Since 2010, further industrial disputes throughout New Zealand have been met with the same treatment, ensuring that already bitter arguments over the place (and pace) of casualisation, “flexibility” and job insecurity are framed to ensure anyone arguing for maintenance of employment rights and protections is seen as a threatening “other”.
Possibly emboldened by the ease with which they were able to rewrite employment law for film workers, the New Zealand Government now plans further anti-union legislation.
Its new proposals include removing the requirement for an agreement to be reached in collective bargaining.
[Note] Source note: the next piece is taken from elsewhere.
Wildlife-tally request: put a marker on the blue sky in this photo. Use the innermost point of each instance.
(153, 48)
Without this requirement, the disputes noted above would not have occurred, as the management could simply have walked away from bargaining, sacking and replacing the union workers.
Meanwhile, living standards for the majority in New Zealand continue to fall, as the cost of living continues to rise and inequality widens.
The threat to the “ordinary Kiwi” does not lie in the retention of what few employment rights they have, but the actions of those who profit from the ongoing march of neo-liberalism, and the culture of fear and insecurity they rely on.